I think the biggest question that applications don’t usually ask is: what projects have you done outside of your work or school life? A large percentage of the students at Yale do things like volunteer, travel overseas, and work on research projects — but these are almost always done through some sort of official Yale program. History, meanwhile, shows that the biggest wins, those that really improve life as we know it, are almost always done outside of any overarching institution. Google, the Wright airplanes, the first PCs, and even chocolate chip cookies were all done by individuals who saw an opportunity and took the initiative to act on it themselves.

I think my earlier attempt at starting a Web 2.0 company is a good example of something that falls into this category.
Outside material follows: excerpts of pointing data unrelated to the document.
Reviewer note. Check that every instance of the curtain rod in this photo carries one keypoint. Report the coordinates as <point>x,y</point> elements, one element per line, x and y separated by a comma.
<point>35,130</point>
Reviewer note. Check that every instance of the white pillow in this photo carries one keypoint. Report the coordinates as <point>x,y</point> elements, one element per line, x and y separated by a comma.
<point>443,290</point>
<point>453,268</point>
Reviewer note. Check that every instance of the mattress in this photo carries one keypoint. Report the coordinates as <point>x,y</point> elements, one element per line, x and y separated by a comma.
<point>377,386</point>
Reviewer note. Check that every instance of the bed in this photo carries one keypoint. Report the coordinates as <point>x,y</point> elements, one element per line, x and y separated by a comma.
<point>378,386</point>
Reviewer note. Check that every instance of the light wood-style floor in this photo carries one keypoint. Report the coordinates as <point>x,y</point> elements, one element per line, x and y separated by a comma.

During the summer of 2009, I worked with two recent Harvard alums named Rich and Graham on a web startup called EpicNight, roughly patterned after the Paul Graham / Y Combinator / Web 2.0 model. The business plan was to set up a website where people would post stories about interesting things that they did last night. Users rated the submissions based on their quality, and the submissions could also be filtered by geographical area, type of story, and type of location. Every venue where these stories took place — restaurants, bars, clubs — was also listed on the site. Once we got a large amount of traffic, the plan was to charge venues for customizing their pages and adding advertising, since these forms of ads would get the venues more business.

I succeeded in building a decent-quality and well-functioning, if not exceptional, website with most of the features I wanted: dynamic page-refreshing menus, interfaces with Yelp and Google Maps, and a bunch of different content filters. However, by the time school resumed in September, we had not gotten a large user base (we showed the site to friends and family, but didn’t get viral takeoff) or real interest from investment groups, so we decided to drop the project.

Can you share a memorable anecdote from your life that will give us a further sense of what makes you tick?

When I was in high school, I met a friend of mine named Michael Anissimov, who ran a popular technology blog. He thought I was a good writer, and I needed money, so he offered me a part-time job writing science articles for a website called WiseGeek. I had fun writing the articles, and after I had written about a dozen of them, he offered to send me my pay, which came to about $100. This created the interesting problem of how to actually send me the money. Since I was under 18, I couldn’t get a bank account, and since I didn’t have a bank account or credit card, I couldn’t make withdrawals from my PayPal account.

The solution we came up with was that I would walk down to the local post office, about five miles away, and open up a PO Box for myself. The Post Office allowed minors to open boxes, so I printed out the necessary forms and tried to walk down there. The first time I had to turn back, because I left a little before rush hour and couldn’t find a way to cross a freeway interchange without getting run over. The second time I left on Saturday, made it through, and opened the box; the third time I found an envelope with the $100 in it waiting for me. It took about ten hours altogether, but I managed to find a way to do it.